Per quel che riguarda le sanzioni, sento i colleghi della Lega, per i quali naturalmente ho il massimo rispetto, che tante volte affermano di voler levare le sanzioni. Anche noi vorremmo levare le sanzioni: nei dibattiti al Senato della scorsa legislatura – lo ricorderà il presidente Calderoli – tanti di noi hanno detto che bisogna superare le sanzioni, ma guai a pensare di togliere unilateralmente le sanzioni, perché questo è il punto vero, altrimenti, dicendo che togliamo le sanzioni, diciamo tutto e non diciamo niente. Siamo disponibili a toglierle da soli rispetto ai nostri alleati europei? Io dico di no. Semmai dobbiamo negoziare con gli europei perché le sanzioni siano progressivamente superate e si ritrovi un dialogo con la Russia, che è quello che l’Italia, con i Governi di questa legislatura (Letta, Renzi e Gentiloni), con i Presidenti della Repubblica (qui nel nostro Gruppo abbiamo l’onore di avere il presidente emerito Napolitano), con tutte queste personalità, ha tenuto sempre aperto. Colleghi, questo però non significa che riteniamo uguali questi due grandi Paesi o che è indifferente da che parte si sta: questo proprio no, perché sennò viene meno anche la bussola di orientamento della nostra politica.

Vorrei dire una cosa sulla Siria, associandomi e firmando quello che ha detto prima la senatrice Bonino. Dunque, sulla Siria si è dimenticata la mediazione dell’ONU e di Staffan de Mistura, che peraltro è venuto a riferire anche alle nostre Commissioni. Si dirà che Staffan de Mistura e l’ONU sono in crisi e che il multilateralismo è in crisi. Colleghi, purtroppo è vero: il multilateralismo è in crisi e lo sappiamo anche noi.
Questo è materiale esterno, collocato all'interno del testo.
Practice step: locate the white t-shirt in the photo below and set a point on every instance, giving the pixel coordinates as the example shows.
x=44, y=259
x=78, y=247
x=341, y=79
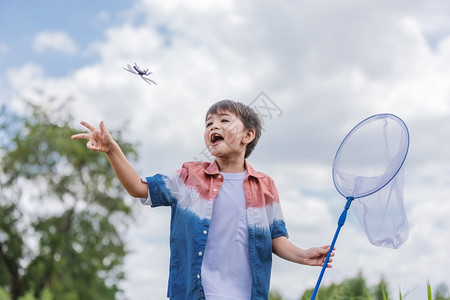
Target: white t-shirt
x=226, y=271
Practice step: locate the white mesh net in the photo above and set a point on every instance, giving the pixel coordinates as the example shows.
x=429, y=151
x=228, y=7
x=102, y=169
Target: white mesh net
x=368, y=167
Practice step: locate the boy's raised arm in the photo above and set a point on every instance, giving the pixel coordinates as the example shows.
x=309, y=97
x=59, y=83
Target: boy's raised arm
x=101, y=140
Anche noi che vogliamo il multilateralismo sappiamo che è in crisi, ma dal fatto che il multilateralismo è in crisi non traiamo la conseguenza che allora bisogna procedere con atti unilaterali di forza. Dobbiamo rafforzare controcorrente un multilateralismo che è in crisi e, per farlo, dobbiamo avere la capacità di mettere le fiche su questo tavolo, rilanciando l’azione dell’ONU perché proprio quello che è capitato in Siria in questi anni non consente a nessuno, realisticamente, di ipotizzare che tutto continui come prima e di pensare che tutto quello che è successo – migliaia di morti, gas nervini e bombe a grappolo – sia fiction oppure che sono cose dell’immaginazione: no, queste questioni sono nella carne dei bambini, sono tra la gente comune e sono talmente radicate, che rendono molto incerto il futuro della Siria, se non c’è una negoziazione tra tutti. Direi che siamo anche molto generosi nei confronti di Assad nell’assumere la posizione che stiamo assumendo, perché è il minimo che, per decoro, dovremmo fare.
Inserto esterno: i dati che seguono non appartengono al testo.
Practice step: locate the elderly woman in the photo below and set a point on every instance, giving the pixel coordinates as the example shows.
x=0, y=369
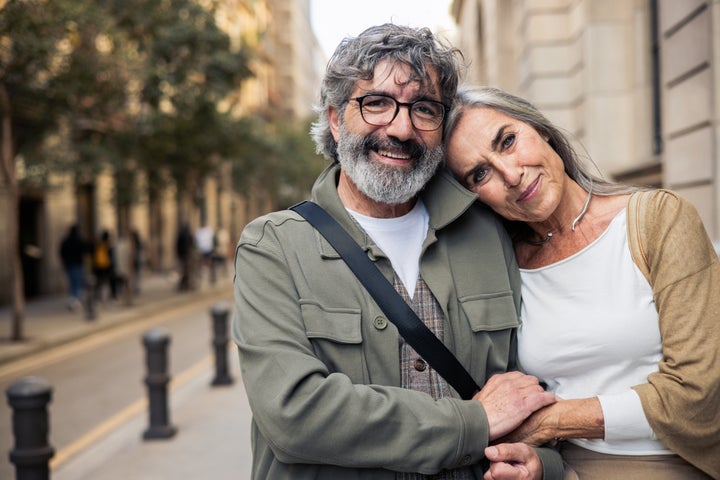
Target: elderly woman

Siria vuol dire Mediterraneo e nel Mediterraneo abbiamo delle questioni enormi, come la Libia e la vicenda Haftar rischia di essere un’ulteriore complicazione. Ci sono processi in corso, colleghi. Noi, ad esempio, sappiamo bene che non è stato Trump, ma che già dall’epoca di Obama gli Stati Uniti hanno in qualche modo allentato la loro presa sul Mediterraneo.

Molti erano contenti e molti tra quelli che erano contenti poi hanno avuto un rimpianto e hanno detto che forse bisognava richiamare gli americani nel Mediterraneo. Forse dovevano essere un po’ più cauti prima a far festa perché gli americani se ne andavano, visto che noi riteniamo che per l’assetto del Mediterraneo futuro anche in questo caso ci siano dei player che è inevitabile mettere al tavolo e tra questi c’è anche la Russia. Certo, perché per la teoria dei vuoti quando se ne sono andati gli uni è arrivato qualcun altro e ha occupato questi spazi.
Termino riallacciandomi all’auspicio finale del Presidente del Consiglio: dividiamoci su tante cose, ma non sulla politica estera o cerchiamo di tenere assieme un concorso nazionale, una responsabilità nazionale sulla politica internazionale ed europea, perché questo è un punto fondamentale per l’Italia e per il nostro futuro".